LESSON TWO Design of Visualizations
Interpret features in terms of level of measurement. Know different encodings that can be used to depict data in visualizations. Understand various pitfalls that can affect the effectiveness and truthfulness of visualizations.
LESSON THREE Univariate Exploration of Data
Use bar charts to depict distributions of categorical variables. Use histograms to depict distributions of numeric variables. Use axis limits and different scales to change how your data is interpreted.
LESSON FOUR Bivariate Exploration of Data
Use scatterplots to depict relationships between numeric variables. Use clustered bar charts to depict relationships between categorical variables. Use violin and bar charts to depict relationships between categorical and numeric variables. Use faceting to create plots across different subsets of the data.
LESSON FIVE Multivariate Exploration of Data
Use encodings like size, shape, and color to encode values of a third variable in a visualization. Use plot matrices to explore relationships between multiple variables at the same time. Use feature engineering to capture relationships between variables.

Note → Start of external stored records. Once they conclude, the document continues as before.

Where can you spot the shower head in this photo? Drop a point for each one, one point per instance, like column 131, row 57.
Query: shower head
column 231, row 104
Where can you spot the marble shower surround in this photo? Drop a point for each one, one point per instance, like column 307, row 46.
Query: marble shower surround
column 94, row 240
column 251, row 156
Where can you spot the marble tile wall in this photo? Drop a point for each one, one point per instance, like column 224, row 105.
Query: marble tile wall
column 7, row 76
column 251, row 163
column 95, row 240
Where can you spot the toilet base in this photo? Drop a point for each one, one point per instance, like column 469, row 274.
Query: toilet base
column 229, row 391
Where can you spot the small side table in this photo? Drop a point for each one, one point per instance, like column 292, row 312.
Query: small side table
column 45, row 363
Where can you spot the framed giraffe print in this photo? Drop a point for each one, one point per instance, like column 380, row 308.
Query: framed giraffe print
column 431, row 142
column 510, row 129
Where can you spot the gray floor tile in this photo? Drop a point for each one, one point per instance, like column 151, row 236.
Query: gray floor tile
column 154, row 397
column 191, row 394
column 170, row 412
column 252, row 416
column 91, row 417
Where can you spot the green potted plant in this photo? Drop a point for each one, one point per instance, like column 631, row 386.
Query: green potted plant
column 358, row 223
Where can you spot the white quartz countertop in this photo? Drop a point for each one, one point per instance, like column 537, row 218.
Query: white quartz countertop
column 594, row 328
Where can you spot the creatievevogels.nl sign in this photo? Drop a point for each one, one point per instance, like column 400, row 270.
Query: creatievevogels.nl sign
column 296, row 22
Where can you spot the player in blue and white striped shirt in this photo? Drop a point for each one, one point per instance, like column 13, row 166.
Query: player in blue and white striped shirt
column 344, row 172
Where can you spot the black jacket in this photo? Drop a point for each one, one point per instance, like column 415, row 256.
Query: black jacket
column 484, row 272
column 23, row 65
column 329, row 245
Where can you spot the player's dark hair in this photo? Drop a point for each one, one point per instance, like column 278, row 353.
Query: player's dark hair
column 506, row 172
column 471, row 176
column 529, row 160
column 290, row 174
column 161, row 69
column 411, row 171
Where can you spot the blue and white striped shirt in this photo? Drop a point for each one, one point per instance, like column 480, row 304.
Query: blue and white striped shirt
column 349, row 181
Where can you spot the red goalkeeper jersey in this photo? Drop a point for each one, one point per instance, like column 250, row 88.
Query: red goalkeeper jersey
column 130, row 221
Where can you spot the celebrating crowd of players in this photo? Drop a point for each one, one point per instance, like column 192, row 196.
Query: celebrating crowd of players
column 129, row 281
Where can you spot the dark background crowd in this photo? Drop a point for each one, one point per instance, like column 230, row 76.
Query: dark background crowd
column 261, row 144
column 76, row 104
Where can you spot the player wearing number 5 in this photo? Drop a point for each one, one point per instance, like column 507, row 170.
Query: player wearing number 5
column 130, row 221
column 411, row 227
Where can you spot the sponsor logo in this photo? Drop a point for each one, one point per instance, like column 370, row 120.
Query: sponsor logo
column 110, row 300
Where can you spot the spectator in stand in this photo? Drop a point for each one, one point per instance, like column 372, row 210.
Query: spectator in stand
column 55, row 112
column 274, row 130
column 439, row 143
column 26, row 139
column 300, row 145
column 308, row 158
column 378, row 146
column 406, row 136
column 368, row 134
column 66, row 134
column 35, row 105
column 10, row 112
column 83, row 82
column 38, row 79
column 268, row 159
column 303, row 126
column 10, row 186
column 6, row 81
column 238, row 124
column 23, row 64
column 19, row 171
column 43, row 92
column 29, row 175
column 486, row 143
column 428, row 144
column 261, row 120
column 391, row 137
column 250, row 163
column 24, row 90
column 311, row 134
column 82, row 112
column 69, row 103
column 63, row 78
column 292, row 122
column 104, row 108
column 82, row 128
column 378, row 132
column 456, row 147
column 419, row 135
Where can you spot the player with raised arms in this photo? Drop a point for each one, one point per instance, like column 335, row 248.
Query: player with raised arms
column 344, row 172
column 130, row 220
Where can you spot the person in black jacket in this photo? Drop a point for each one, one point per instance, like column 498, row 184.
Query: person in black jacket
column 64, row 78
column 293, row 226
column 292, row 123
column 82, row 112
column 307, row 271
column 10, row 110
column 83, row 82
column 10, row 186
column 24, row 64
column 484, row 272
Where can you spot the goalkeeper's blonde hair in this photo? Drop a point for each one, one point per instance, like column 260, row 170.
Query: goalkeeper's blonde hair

LESSON SIX Explanatory Visualizations
Understand what it means to tell a compelling story with data. Choose the best plot type, encodings, and annotations to polish your plots. Create a slide deck using a Jupyter Notebook to convey your findings.
LESSON SEVEN Visulization Case Study
Apply your knowledge of data visualization to a dataset involving the characteristics of diamonds and their prices.